When Bree and Ryan invite God into their marriage, and I’m certain they will, they can confidently take on whatever comes their way…for as we heard in the Letter to the Hebrews, God “…will never forsake you or abandon you.”
The statement of intent that calls for Bree and Ryan to love and honor one another for the rest of their lives may sound simple…but it is not. Their response of “We will” may sound simple…but it is not.
You are witnesses. Listen to them say, “We will.” Then, from a place of love, hold them accountable. That’s why you are here.
So why am I here?…during my spring break?
I’m here because I’m all in on this couple – I believe in them. Carol and I had the honor of serving as Bree and Ryan’s marriage prep sponsor couple. We found them to be a grounded, faith-filled couple that was taking both the preparation and the notion of a sacramental marriage seriously.
When I’m asked to preside at a wedding, I often ask the couple to give a written response to three questions. For Questions 1 and 2, I ask them to respond to as a couple. For Question 3, I ask them to respond as individuals, without letting the other see his or her response.
Question 1 asked how they knew their marriage was going to be a success. They responded, “Because of you guys!” So, they are not only a grounded and faith-filled couple, they are obviously very insightful and highly intelligent. And…they are now my favorite couple ever.

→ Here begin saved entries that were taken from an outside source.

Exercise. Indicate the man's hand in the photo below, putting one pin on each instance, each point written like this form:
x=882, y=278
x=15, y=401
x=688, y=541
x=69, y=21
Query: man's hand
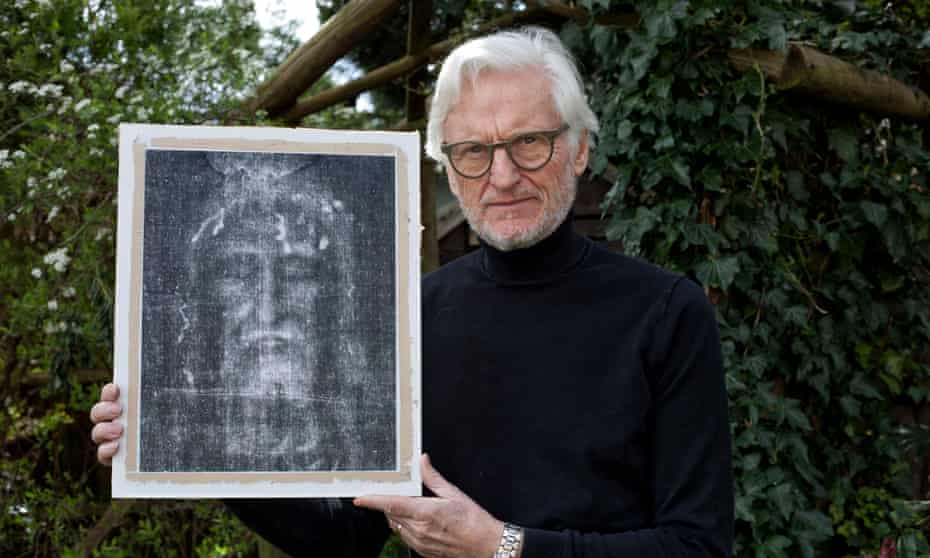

Question 2 asked why they wanted to be married in the church. Their response spoke to the previously-mentioned idea of “inviting God to the marriage.” They wrote: “We don’t think our relationship would work without Christ in the center.”
Question 3 asked, “What is your hope for your marriage?” While they used different words, each gave virtually the same answer: Their hope is to help the other grow in faith and to show the other how grateful they are to have them in their life. That is what selfless love is all about…and that’s why I’m all in on these two.
So…we know why you’re here…and why I’m here…let’s take a minute to see if they understand why they are here.
In this sacramental marriage, each of you has the responsibility to help the other get to heaven. Your marriage is an epiphany – it reveals Christ. With marriage comes the obligation to reveal Christ.
Ryan – each morning you wake up, you will need to make the decision to love Bree. You are obligated to reveal Christ to her by the way you love her – the way you talk to her, treat her, and interact with the world around you.
Bree – each morning you wake up, you will need to make the decision to love Ryan. You are obligated to reveal Christ to him by the way you love him – the way you talk to him, treat him, and interact with the world around you.
Secondly, your marriage must reveal Christ to others. Others will see Christ in how you love one another and in how you, as a couple, interact with them. You put your lamp on a lampstand, where it gives light to all in the house.
Finally, if you are blessed to have children, you will be obligated to reveal Christ to them daily. Through your love and support, they will come to know God.
What I have just shared with you is serious business. A wedding is not a quick “I do” and some dancing; it is the beginning of a marriage. And with that marriage comes the challenging responsibilities I’ve described.